In Antarctica, the researchers implanted probes in selected emperor penguins and attached time-depth recorders to their backs to track their dive profiles. The penguins were then released to forage for a day or two through an isolated hole that the researchers had drilled in the sea ice, which ensured the penguins (and the expensive equipment) would return.

Once the probes and time-depths recorders were retrieved, and the penguins had been returned to their colony, the scientists began to analyse the data from the 50 successfully recorded dives from three penguins. Looking at the patterns of oxygen use over the course of each dive, two distinct patterns emerged.

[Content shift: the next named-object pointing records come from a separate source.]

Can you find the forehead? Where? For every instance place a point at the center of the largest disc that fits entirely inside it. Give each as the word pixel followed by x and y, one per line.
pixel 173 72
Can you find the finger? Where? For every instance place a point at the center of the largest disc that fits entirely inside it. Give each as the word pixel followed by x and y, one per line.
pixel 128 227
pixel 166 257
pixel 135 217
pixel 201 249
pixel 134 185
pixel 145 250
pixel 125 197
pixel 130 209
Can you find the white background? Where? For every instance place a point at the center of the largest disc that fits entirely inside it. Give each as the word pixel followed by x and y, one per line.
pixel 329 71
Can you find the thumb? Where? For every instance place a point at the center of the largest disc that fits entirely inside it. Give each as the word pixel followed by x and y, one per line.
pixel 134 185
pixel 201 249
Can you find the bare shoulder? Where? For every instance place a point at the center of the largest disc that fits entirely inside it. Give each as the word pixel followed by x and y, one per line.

In the first type of dive, the muscle's oxygen levels fell continually until they approached zero - the penguin appeared to cut off blood flow to the muscle, so it had to rely on its own oxygen supplies, leaving the blood oxygen for the rest of the body, such as the brain and heart.

Williams calculated that the mean muscle oxygen consumption rate for these types of dives was only 12.4ml of oxygen per kilogram of muscle per minute - 1/10th the value calculated for penguins swimming in an artificial flume.

"I think this metabolic rate is impressive. You can see how hard they are working underwater but they are efficient swimmers and very hydrodynamic," she said.

In the second type of dive, the muscle's oxygen levels initially fell and then plateaued for several minutes before falling again to almost zero. The researchers realised that the blood must flow back into the muscles to replenish the oxygen supply during the middle phase of the dive. While this stops the muscles from getting tired, the penguins can only do this until the blood oxygen levels become too low for the rest of the body.

In both types of dive, when the oxygen levels in the muscles approach zero, the muscles start to make energy using anaerobic respiration - that is, without oxygen. Unfortunately, a byproduct of this type of respiration is the production of lactic acid. Researchers believe that if the penguins let the lactic acid accumulate in their muscles, it takes them longer to recover after a long dive. This might be why on some dives, the penguins send extra oxygen to their muscles.

Williams told LiveScience, "They don't want to hit their aerobic limit and accumulate lactic acid, but it's not clear how or why they do that."

Penguins continue diving long after muscles run out of oxygen, 12 May 2011, Journal of Experimental Biology
Penguins' oxygen trick: How they survive deep dives by Jennifer Welsh, 12 May 2011, LiveScience

Journal of Experimental Biology citation
Williams, C. L., Meir, J. U. and Ponganis, P. J. (2011). What triggers the aerobic dive limit? Patterns of muscle oxygen depletion during dives of emperor penguins. J. Exp. Biol. 214, 1802-1812.